Psychotherapeutic and Counselling Psychology

Jill Wilkinson, together with Elizabeth Campbell, was a major mover in the development of the Doctorate in Psychotherapeutic and Counselling Psychology at Surrey.

Jill was one of the founder members of the British Psychological Society (BPS) Division of Counselling Psychology and both Jill and Elizabeth sat on the Board of Examiners responsible for developing the new qualifications and training routes to Division membership and BPS chartering and they were very much involved in the decision by the BPS to set the standard for the professional qualification in counselling psychology at doctorate level (as it was for Clinical Psychology). Although there were several masters level courses in Counselling Psychology, the Surrey programme, which Jill led many years, was not only the first Practitioner Doctorate in Counselling Psychology in the UK but the first course to be accredited by the BPS as leading to membership of the Division of Counselling Psychology and Chartered Psychologist status.

The Surrey course structure was inspired by the Doctorate in Clinical Psychology, with a similar strong emphasis on academic standards and professional and ethical practice and a distinct emphasis on the development of a counselling psychology identity. Trainees spend two full days per week training on campus, two days on placement and, crucially, one day on their doctoral research. From the start, the course, without the constraints of workforce planning, welcomed trainees from many different backgrounds and from a wide range of ages with trainees often bringing to the course a wealth of experience and diversity. This made for an exciting, stimulating and rich environment in which to teach and to learn. From the beginning, the emphasis was on a relational understanding of human distress that focused on understanding subjective experience and a non pathologising attitude. Trainees immersed themselves in gaining clinical experience characterised by in depth work with clients, spending at least a year, sometimes longer on a particular clinical placement that was in line with the psychotherapeutic modality they were being taught at the university. This match of theory and practice provided trainees the opportunity to gain an in depth and critical understanding of theory and its relation to clinical practice under supervision. Trainees have also always been encouraged, through their placements and research, to pursue particular interests in relation to client populations, topics or contexts of practice.

Crucial to the course’s success was the original strong course team with Ruth Jordan joining the Department as Placement Tutor, Adrian Coyle as Research Tutor, and Kaye Hambledon and Marion Steed working on the administration side.  Adrian Coyle had gained his PhD in the department, supervised by Glynis Breakwell.

While the curriculum, its teaching and the training and assessment procedures have changed over the years with new requirements from professional bodies and market forces, the original foundations and basic structure have proved enduring and successful. The percentage of trainees publishing is the highest amongst courses in counselling psychology in the country, thanks to the expertise and mentoring by Adrian Coyle and then Dora Brown, as well as the many psychology staff that have supervised counselling psychology trainees’ research.
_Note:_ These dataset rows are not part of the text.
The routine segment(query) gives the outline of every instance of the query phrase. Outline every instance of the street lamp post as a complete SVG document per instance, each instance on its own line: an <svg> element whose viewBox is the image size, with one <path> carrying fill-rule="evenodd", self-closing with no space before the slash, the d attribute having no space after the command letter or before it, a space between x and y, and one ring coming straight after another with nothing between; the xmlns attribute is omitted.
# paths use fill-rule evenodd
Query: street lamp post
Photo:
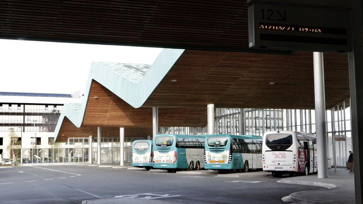
<svg viewBox="0 0 363 204"><path fill-rule="evenodd" d="M20 133L20 166L23 166L23 131L24 127L18 127L18 128L21 128L21 132Z"/></svg>

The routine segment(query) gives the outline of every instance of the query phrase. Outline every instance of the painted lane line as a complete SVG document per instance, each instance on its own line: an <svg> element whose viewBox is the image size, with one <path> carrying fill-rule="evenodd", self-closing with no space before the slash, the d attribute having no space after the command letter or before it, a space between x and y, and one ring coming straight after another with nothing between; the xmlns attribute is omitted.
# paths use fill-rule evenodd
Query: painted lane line
<svg viewBox="0 0 363 204"><path fill-rule="evenodd" d="M163 198L163 197L175 197L175 196L180 196L180 195L175 195L175 196L163 196L163 197L152 197L151 198L147 198L146 199L147 199L148 200L149 200L149 199L156 199L157 198Z"/></svg>

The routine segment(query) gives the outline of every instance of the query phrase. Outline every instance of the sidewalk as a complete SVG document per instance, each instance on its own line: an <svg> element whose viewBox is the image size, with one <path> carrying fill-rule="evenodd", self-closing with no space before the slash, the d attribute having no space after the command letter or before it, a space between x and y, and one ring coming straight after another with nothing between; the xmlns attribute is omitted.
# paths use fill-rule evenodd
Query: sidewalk
<svg viewBox="0 0 363 204"><path fill-rule="evenodd" d="M328 170L329 178L318 179L317 174L283 178L279 182L311 185L327 189L297 192L290 194L291 200L298 203L355 203L354 175L345 168Z"/></svg>

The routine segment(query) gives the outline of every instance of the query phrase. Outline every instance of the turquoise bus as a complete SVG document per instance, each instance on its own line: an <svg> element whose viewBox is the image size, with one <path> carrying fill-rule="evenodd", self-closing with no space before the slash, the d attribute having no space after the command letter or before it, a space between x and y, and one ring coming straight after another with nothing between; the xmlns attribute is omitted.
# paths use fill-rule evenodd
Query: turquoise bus
<svg viewBox="0 0 363 204"><path fill-rule="evenodd" d="M199 170L203 162L205 136L158 135L154 138L152 167L168 172Z"/></svg>
<svg viewBox="0 0 363 204"><path fill-rule="evenodd" d="M262 168L262 138L252 135L207 135L204 168L221 173Z"/></svg>
<svg viewBox="0 0 363 204"><path fill-rule="evenodd" d="M132 142L132 156L131 165L133 167L144 168L147 170L152 167L151 150L152 140L135 140Z"/></svg>

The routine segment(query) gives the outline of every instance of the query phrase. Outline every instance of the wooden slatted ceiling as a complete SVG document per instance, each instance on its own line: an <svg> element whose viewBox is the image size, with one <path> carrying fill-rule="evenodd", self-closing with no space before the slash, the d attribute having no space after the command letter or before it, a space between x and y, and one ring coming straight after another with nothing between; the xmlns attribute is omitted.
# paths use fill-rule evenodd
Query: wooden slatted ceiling
<svg viewBox="0 0 363 204"><path fill-rule="evenodd" d="M97 99L94 98L95 96L97 97ZM205 107L159 109L160 127L204 127L207 124L207 119ZM152 108L135 109L96 81L93 81L82 126L152 126Z"/></svg>
<svg viewBox="0 0 363 204"><path fill-rule="evenodd" d="M239 50L246 2L0 0L0 38Z"/></svg>
<svg viewBox="0 0 363 204"><path fill-rule="evenodd" d="M329 108L349 97L347 54L324 53L324 64ZM220 107L314 109L313 53L187 50L143 107L205 108L209 103Z"/></svg>
<svg viewBox="0 0 363 204"><path fill-rule="evenodd" d="M152 135L152 128L149 127L127 127L125 129L126 137L142 137ZM65 118L57 137L57 142L67 142L70 137L87 137L92 135L97 137L97 127L82 126L77 128L67 118ZM101 136L104 137L120 136L120 128L118 127L102 127Z"/></svg>

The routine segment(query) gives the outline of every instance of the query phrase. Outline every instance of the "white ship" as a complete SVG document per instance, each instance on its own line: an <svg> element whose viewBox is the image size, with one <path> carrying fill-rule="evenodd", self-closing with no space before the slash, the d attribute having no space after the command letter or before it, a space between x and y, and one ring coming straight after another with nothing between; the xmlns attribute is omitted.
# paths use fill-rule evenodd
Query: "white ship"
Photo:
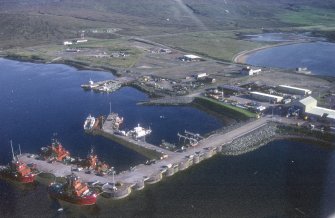
<svg viewBox="0 0 335 218"><path fill-rule="evenodd" d="M132 136L135 139L142 138L146 135L149 135L151 133L151 129L145 129L140 126L140 124L137 125L133 130L130 130L127 132L127 136Z"/></svg>
<svg viewBox="0 0 335 218"><path fill-rule="evenodd" d="M84 130L91 130L95 124L95 117L92 117L91 114L85 120Z"/></svg>
<svg viewBox="0 0 335 218"><path fill-rule="evenodd" d="M99 86L99 84L94 83L93 80L91 80L91 79L90 79L90 81L88 81L88 84L81 85L81 87L83 89L93 89L93 88L96 88L98 86Z"/></svg>

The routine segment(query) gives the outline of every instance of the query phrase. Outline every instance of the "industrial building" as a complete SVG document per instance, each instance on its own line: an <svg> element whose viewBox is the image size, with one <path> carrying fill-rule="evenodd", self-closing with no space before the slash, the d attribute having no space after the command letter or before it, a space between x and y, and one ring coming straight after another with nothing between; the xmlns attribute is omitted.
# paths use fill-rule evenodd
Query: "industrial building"
<svg viewBox="0 0 335 218"><path fill-rule="evenodd" d="M262 72L262 69L251 69L250 67L244 67L241 70L241 74L247 76L258 75L260 72Z"/></svg>
<svg viewBox="0 0 335 218"><path fill-rule="evenodd" d="M180 58L182 61L201 61L201 57L196 55L187 54Z"/></svg>
<svg viewBox="0 0 335 218"><path fill-rule="evenodd" d="M324 118L326 120L335 121L335 110L318 107L317 100L311 96L301 99L295 103L295 106L301 108L310 118Z"/></svg>
<svg viewBox="0 0 335 218"><path fill-rule="evenodd" d="M267 101L272 103L278 103L283 100L283 97L276 96L276 95L270 95L262 92L250 92L250 95L252 98L259 100L259 101Z"/></svg>
<svg viewBox="0 0 335 218"><path fill-rule="evenodd" d="M278 91L289 93L289 94L295 94L295 95L310 95L312 94L312 91L309 89L303 89L293 86L287 86L287 85L279 85L277 87Z"/></svg>
<svg viewBox="0 0 335 218"><path fill-rule="evenodd" d="M242 94L247 91L245 88L232 85L220 85L218 86L218 89L226 94Z"/></svg>

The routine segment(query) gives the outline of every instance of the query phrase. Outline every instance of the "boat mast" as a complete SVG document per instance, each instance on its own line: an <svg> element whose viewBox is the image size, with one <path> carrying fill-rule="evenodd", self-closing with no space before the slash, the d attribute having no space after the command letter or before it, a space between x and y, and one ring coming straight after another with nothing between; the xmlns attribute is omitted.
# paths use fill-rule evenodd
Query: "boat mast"
<svg viewBox="0 0 335 218"><path fill-rule="evenodd" d="M21 155L21 145L19 144L19 152L20 152L20 155Z"/></svg>
<svg viewBox="0 0 335 218"><path fill-rule="evenodd" d="M10 147L12 148L12 156L13 156L13 160L15 160L14 149L13 149L13 142L12 142L12 140L10 140Z"/></svg>

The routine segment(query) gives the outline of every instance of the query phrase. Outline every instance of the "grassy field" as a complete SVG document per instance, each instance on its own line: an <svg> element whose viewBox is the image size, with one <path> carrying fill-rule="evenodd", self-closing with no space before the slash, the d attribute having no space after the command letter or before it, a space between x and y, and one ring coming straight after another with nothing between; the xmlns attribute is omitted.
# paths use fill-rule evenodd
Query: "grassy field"
<svg viewBox="0 0 335 218"><path fill-rule="evenodd" d="M279 14L278 18L293 25L335 27L334 9L302 7L296 11Z"/></svg>
<svg viewBox="0 0 335 218"><path fill-rule="evenodd" d="M248 110L232 106L230 104L226 104L223 102L219 102L214 99L206 98L206 97L197 97L194 100L194 103L200 105L202 107L207 108L210 111L224 114L228 117L233 117L236 120L246 120L250 118L255 118L256 114L252 113Z"/></svg>
<svg viewBox="0 0 335 218"><path fill-rule="evenodd" d="M233 31L194 32L151 39L173 48L224 61L231 61L239 52L267 45L240 40Z"/></svg>

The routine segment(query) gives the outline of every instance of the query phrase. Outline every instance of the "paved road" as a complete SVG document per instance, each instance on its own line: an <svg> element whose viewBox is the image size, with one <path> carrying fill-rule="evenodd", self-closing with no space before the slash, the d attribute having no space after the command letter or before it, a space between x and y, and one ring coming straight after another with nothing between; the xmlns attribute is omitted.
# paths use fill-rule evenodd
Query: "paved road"
<svg viewBox="0 0 335 218"><path fill-rule="evenodd" d="M264 126L268 121L272 120L271 117L262 117L253 122L247 123L244 126L236 128L230 132L224 134L213 134L206 139L203 139L199 144L194 147L186 150L185 152L171 152L162 148L158 148L154 145L148 143L143 143L142 145L159 151L164 151L168 154L169 157L164 160L158 160L155 164L151 165L138 165L132 170L119 173L115 176L115 181L120 181L123 183L135 184L139 181L143 181L144 178L150 178L153 175L161 173L164 169L164 166L169 164L178 165L181 162L188 160L190 155L204 154L208 152L209 147L216 148L218 146L224 146L225 144L231 142L235 138L241 137L244 134L247 134L257 128ZM285 118L276 118L277 121L285 123L295 123L296 120L290 120ZM141 144L139 144L141 146ZM37 165L37 168L44 172L53 173L56 176L64 176L71 173L71 166L66 166L61 163L46 163L45 161L36 160L34 158L29 158L27 154L23 154L20 158L25 163L34 163ZM112 182L112 176L100 177L93 174L85 174L84 172L77 172L78 176L81 177L86 182L92 182L99 180L102 183Z"/></svg>

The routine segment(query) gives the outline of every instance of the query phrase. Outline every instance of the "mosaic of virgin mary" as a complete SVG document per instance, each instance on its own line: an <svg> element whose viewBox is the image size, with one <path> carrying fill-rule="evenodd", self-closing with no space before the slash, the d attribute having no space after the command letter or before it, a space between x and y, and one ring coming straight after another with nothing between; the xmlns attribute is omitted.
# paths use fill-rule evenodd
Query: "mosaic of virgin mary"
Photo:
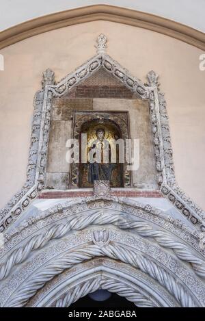
<svg viewBox="0 0 205 321"><path fill-rule="evenodd" d="M96 132L97 139L92 143L88 153L88 182L94 181L111 181L115 164L111 163L111 146L109 141L105 139L103 128Z"/></svg>
<svg viewBox="0 0 205 321"><path fill-rule="evenodd" d="M112 140L120 138L120 133L109 122L103 125L100 126L94 120L85 129L87 135L87 163L80 167L80 187L92 187L94 181L109 181L113 187L122 185L122 164L119 164L118 153L114 162L111 162L111 155Z"/></svg>

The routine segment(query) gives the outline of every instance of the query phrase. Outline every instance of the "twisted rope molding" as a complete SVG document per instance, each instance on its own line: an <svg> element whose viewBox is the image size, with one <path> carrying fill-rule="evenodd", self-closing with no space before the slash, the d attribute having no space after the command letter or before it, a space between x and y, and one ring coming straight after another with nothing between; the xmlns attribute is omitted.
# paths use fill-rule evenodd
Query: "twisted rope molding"
<svg viewBox="0 0 205 321"><path fill-rule="evenodd" d="M30 280L27 279L26 285L21 284L19 290L14 292L3 306L10 307L24 306L36 292L54 276L85 260L100 256L120 259L148 274L165 287L182 307L197 306L191 296L186 292L183 286L179 283L178 279L176 281L163 268L157 266L155 263L148 260L142 255L137 256L133 251L113 244L109 244L103 248L99 248L96 245L90 245L85 248L83 245L83 248L71 251L67 254L64 253L57 258L55 257L53 261L44 265L40 272L32 274L31 279Z"/></svg>
<svg viewBox="0 0 205 321"><path fill-rule="evenodd" d="M14 250L6 261L0 266L0 280L8 277L13 266L25 260L31 251L42 248L50 240L60 238L71 230L83 229L90 224L111 223L122 229L135 229L141 236L153 237L162 247L173 250L178 259L190 263L195 272L205 278L205 261L187 245L170 237L168 233L161 230L153 231L153 227L144 221L128 220L119 214L104 213L102 216L101 211L97 211L87 217L75 217L66 224L59 224L52 227L44 235L33 236L25 246Z"/></svg>
<svg viewBox="0 0 205 321"><path fill-rule="evenodd" d="M101 278L94 278L74 287L63 298L56 300L55 307L68 307L80 298L85 296L89 293L94 292L98 289L107 290L110 292L116 293L120 296L125 297L128 301L133 302L138 307L159 307L150 298L138 293L124 283L117 282L115 280L113 281L108 277L104 277L104 278L103 280Z"/></svg>

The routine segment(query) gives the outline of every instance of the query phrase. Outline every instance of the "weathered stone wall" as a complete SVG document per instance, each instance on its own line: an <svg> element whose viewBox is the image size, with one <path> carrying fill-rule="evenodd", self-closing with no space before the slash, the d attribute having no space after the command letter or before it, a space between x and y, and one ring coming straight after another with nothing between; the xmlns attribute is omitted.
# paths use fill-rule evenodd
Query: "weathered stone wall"
<svg viewBox="0 0 205 321"><path fill-rule="evenodd" d="M204 72L203 52L176 39L132 26L95 21L28 38L1 51L0 206L20 189L26 176L35 92L42 73L50 67L59 80L96 53L100 32L108 54L146 81L153 69L160 75L169 117L178 185L205 208Z"/></svg>

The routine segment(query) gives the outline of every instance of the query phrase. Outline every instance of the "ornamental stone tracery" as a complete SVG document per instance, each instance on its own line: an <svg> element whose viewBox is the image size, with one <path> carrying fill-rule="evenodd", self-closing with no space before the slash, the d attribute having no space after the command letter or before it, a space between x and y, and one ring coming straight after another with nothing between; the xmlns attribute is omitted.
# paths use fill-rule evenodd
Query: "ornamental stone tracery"
<svg viewBox="0 0 205 321"><path fill-rule="evenodd" d="M67 307L99 288L139 307L205 306L205 253L200 246L205 214L176 185L159 76L150 71L142 84L107 55L107 43L100 34L97 55L57 83L52 70L43 74L33 102L27 181L0 213L5 240L0 249L2 307ZM52 99L100 68L149 101L158 188L192 225L149 203L111 196L107 181L102 192L102 181L96 181L93 196L61 201L15 224L44 189Z"/></svg>

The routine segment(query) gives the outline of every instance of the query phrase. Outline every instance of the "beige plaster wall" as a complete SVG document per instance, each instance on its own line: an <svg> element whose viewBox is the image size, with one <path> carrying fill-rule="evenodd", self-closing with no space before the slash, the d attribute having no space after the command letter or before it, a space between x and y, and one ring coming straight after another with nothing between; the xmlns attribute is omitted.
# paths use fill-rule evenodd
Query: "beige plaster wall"
<svg viewBox="0 0 205 321"><path fill-rule="evenodd" d="M0 71L0 206L21 188L29 146L34 93L42 72L50 67L57 80L96 53L103 32L108 53L146 81L154 69L165 92L180 187L205 209L205 72L199 70L202 51L174 38L107 21L70 26L30 38L1 50Z"/></svg>

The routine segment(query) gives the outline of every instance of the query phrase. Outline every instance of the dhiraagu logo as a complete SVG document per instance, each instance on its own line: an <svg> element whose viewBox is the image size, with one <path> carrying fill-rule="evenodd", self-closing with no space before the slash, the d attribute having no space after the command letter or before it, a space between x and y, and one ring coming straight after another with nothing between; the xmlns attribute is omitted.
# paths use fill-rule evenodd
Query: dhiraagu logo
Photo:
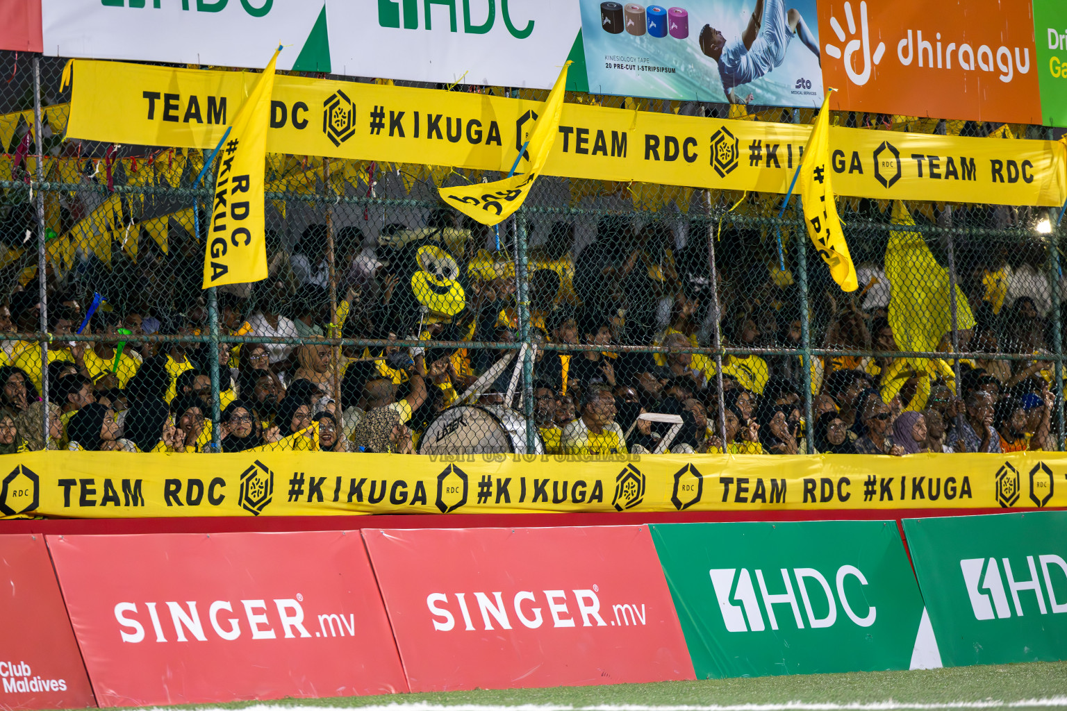
<svg viewBox="0 0 1067 711"><path fill-rule="evenodd" d="M173 0L170 0L173 1ZM149 0L100 0L106 7L146 7ZM160 0L150 0L150 6L160 9ZM243 7L252 17L264 17L274 5L274 0L181 0L181 10L197 13L221 13L229 5Z"/></svg>
<svg viewBox="0 0 1067 711"><path fill-rule="evenodd" d="M433 20L436 18L439 30L444 30L446 27L444 22L447 20L448 30L459 32L459 16L462 15L464 34L485 34L493 30L496 23L496 0L463 0L460 7L457 7L458 2L459 0L378 0L378 23L385 28L433 30ZM516 39L530 36L534 32L534 20L513 18L508 9L508 0L500 0L499 4L500 19L504 20L504 26L511 36ZM425 9L423 17L419 17L420 6ZM436 12L434 12L435 6L437 6Z"/></svg>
Jill is still a Visiting Professor in the School of Psychology, and now works mainly in independent practice.  She also sits on a number of professional committees and has the distinction of being a Trustee of the BPS, winning an award in 2013 from the Association of Psychological Therapies for her contribution to European Counselling Psychology. In 2000 Martin Milton took on the role of co-director of the course jointly with Adrian Coyle and then was sole director until 2006 and subsequently went on to become Professor in Counselling Psychology and Programme Director for the Doctorate in Counselling Psychology at Regents University, London.  Mention should also be made of the fact that Martin is a talented wildlife photographer, who contributed to a photographic exhibition held in the Department in 2009.  Riccardo Draghi-Lorenz took over from him as Programme Director and led the training until 2014 when Elena Manafi, a graduate from the course, who had previously been the director of the Doctoral course in Counselling Psychology at Regent’s University and the chair of the counselling psychology training committee (TCCP, BPS) for the past 5 years, took over the role of programme Director. In 2015 and building on the original foundations and basic structure of the training, she implemented the new standards of the Division of Counselling Psychology and continued to strengthen the philosophical foundations of the course and its pluralistic attitude to theory, research, and practice. Together with a team comprised of counselling psychologists and psychotherapists, she has further enhanced the training’s dedication to a holistic attitude that integrates theory, practice, research, and personal and professional development and to the development of professionals who are passionate for the philosophical and epistemological foundations of the Reflective Scientist Practitioner and who believe in the importance of making a significant contribution to the field of applied psychology. In line with recent developments, the programme embraces an outward looking attitude that espouses an interdisciplinary perspective to theory and practice and emphasises the importance of diversity, social justice, and an overall appreciation of the historical, socio-political, economic, and cultural contexts within which experience is shaped and lived.

There are now 13 doctoral courses in the country but the Surrey programme is still considered amongst the best, with many of its graduates occupying leading positions in other universities, the NHS and BPS. Its significant contributions to practice based research is reflected on trainees’ research that promotes well-being and emphasises the importance of subjective and intersubjective experience as well as promotions of dialogical and collaborative clinical practice that respects the Otherness of the Other.